The mathematical heroes and scientists whose vision and views on scientific research, teaching, and life inspired the creation of this AMMOC program, by its founder Yaashaa P. Golovanov, are revered eminent mathematicians: Vladimir Igorevich Arnold and Jerrold E. Marsden. On this page you would find links to several pages wherein you would read more on lives of two geniuses, Professors Arnold and Marsden, who served all their life “to mathematics and mathematical sciences”.

Vladimir lgorevich Arnold
Jerrold Eldon Marsden

Professor Vladimir Arnold was a pre-eminent Russian mathematician of the second half of the twentieth and early twenty-first century who made revolutionary, deep and fundamental contributions in dynamical systems, singularity theory, stability theory, topology, algebraic geometry, magneto-hydrodynamics, partial differential equations, and often discovering hidden interconnections between diverse mathematical disciplines. The letter “A” in “KAM” theory stands for Arnold. Professor Arnol′d has won numerous honors and awards, including the Wolf Prize, Lenin Prize, the Crafoord Prize, and the Harvey Prize “for his deep and influential work in a multitude of areas of mathematics, including dynamical systems,differential equations and singularity theory” Symplectic Geometry, and the Geometrical Theory of Hydrodynamics.

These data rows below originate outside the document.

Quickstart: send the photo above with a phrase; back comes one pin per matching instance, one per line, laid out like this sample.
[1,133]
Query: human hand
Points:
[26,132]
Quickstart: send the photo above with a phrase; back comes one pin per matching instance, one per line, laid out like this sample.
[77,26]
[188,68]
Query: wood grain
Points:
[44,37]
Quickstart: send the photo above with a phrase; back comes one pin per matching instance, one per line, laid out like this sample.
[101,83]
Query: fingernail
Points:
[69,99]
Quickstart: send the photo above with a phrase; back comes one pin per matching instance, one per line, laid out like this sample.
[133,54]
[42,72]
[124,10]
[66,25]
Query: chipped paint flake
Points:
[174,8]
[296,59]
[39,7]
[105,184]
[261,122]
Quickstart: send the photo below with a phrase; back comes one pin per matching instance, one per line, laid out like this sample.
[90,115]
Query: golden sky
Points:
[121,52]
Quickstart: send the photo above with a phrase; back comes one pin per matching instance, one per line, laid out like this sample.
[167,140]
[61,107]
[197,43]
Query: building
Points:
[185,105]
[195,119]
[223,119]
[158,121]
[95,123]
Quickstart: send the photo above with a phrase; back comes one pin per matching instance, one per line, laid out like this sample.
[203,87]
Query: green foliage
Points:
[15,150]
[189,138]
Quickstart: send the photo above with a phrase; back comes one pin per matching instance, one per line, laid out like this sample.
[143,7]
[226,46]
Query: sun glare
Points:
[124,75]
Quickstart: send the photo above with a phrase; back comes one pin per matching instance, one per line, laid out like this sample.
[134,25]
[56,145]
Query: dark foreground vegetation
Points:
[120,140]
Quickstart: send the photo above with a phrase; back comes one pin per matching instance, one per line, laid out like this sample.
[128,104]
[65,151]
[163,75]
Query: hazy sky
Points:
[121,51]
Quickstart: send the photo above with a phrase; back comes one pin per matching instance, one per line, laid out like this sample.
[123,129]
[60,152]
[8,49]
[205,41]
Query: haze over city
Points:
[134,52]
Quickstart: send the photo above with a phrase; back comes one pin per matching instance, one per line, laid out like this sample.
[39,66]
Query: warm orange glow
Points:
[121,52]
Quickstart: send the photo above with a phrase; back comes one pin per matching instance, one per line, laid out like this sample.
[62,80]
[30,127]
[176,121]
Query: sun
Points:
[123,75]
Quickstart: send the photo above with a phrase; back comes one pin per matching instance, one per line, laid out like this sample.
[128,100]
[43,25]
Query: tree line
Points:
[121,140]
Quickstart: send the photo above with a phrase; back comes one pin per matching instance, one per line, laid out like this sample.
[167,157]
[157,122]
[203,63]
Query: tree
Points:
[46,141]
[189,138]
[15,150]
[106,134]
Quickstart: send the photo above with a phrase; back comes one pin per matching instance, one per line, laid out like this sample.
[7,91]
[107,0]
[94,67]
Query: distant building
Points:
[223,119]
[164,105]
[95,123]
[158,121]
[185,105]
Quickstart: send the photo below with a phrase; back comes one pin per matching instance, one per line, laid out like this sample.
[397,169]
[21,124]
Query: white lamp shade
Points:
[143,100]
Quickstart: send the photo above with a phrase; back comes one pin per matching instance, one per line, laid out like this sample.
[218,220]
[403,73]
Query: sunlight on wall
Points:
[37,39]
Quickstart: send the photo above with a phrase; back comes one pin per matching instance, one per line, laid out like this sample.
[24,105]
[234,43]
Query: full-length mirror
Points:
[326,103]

Professor Jerrold E. Marsden obtained his PhD at Princeton, was the founding director of the premier Fields Institute, in Toronto and spent most of his academic career at Caltech, UC Berkeley as faculty of mathematics, control and dynamical systems. For his pioneering work, Professor Marsden won several major prizes, such as the Norbert Wiener Prize, the John von Neumann Prize, the Humboldt Prize, the Max Planck Research Award, and the Thomas Caughey Award. When alive, he was considered to be the greatest living authority in mathematical and theoretical mechanics, Symplectic Topology, and Symplectic Geometry. Marsden has laid much of the foundation for symplectic topology. He had the Marsden-Weinstein quotient named after him.